Let me explain why this question is hard to answer.

Regular Expressions

A regular expression is a pattern of characters, used to search for a set of objects. A simple example is:

[hds]ad

This would match “had,” “dad,” “sad.” Regular expressions, are common, but they are implemented differently everywhere. For example, my favorite text editor, Vim, which I have been using for over a dozen years, provides additional features, using a special syntax. I would have used Vim if I was doing this for myself. This simple example should work on all implementations of regular expressions. However, advanced features are implemented differently by other products, and programming languages.

For example, I never learned Perl programming language, which includes Perl Compatible Regular Expressions. So remember to be specific if you ask someone a question about regular expressions, or anything related to programming.

Operating Systems

Operating systems which are derived from Unix, such as Linux, or Mac OS/X include advanced text utilities, which are not packaged with Microsoft Windows. Although Vista was installed on my latest Thinkpad, I only tried it for ten minutes, before giving up, and installing Linux.

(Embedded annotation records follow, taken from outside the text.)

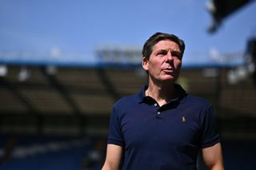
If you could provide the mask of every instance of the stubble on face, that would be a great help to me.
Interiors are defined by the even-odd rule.
[[[148,71],[150,78],[154,81],[174,82],[179,75],[182,57],[177,43],[162,40],[154,45],[150,59],[143,68]]]

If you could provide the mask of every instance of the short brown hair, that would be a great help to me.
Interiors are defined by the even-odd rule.
[[[185,50],[185,43],[183,40],[180,39],[174,34],[158,32],[150,37],[150,38],[145,42],[142,49],[142,56],[149,60],[154,45],[162,40],[170,40],[176,42],[179,46],[182,54],[183,55]]]

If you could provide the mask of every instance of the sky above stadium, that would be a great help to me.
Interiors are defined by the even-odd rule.
[[[185,63],[211,61],[210,52],[244,52],[246,41],[256,34],[255,2],[209,34],[208,1],[0,0],[0,53],[58,49],[83,53],[90,62],[98,46],[142,48],[155,32],[174,34],[186,42]]]

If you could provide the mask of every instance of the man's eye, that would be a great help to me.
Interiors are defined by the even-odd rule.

What Is Wrong With Aardvark?

I would not have responded if I was asked “how to remove images from html file on Windows” – “how to remove images from html file with Perl” – or many other possibilities. Aardvark needs better instructions, so users can ask, and respond, to questions more efficiently.

Assumptions are often wrong, but I really wanted to answer my first question, so I assumed that Stephan was not using Microsoft Windows, and provided a response which should work on any Unix-type system.

How To Remove Images From HTML on Linux, or Mac OS/X

Unix based systems include sed or “stream editor.” This is description from sed manual page on my favorite computer:

Sed is a stream editor. A stream editor is used to perform basic text transformations on an input stream (a file or input from a pipeline). While in some ways similar to an editor which permits scripted edits (such as ed), sed works by making only one pass over the input(s), and is consequently more efficient. But it is sed’s ability to filter text in a pipeline which particularly distinguishes it from other types of editors.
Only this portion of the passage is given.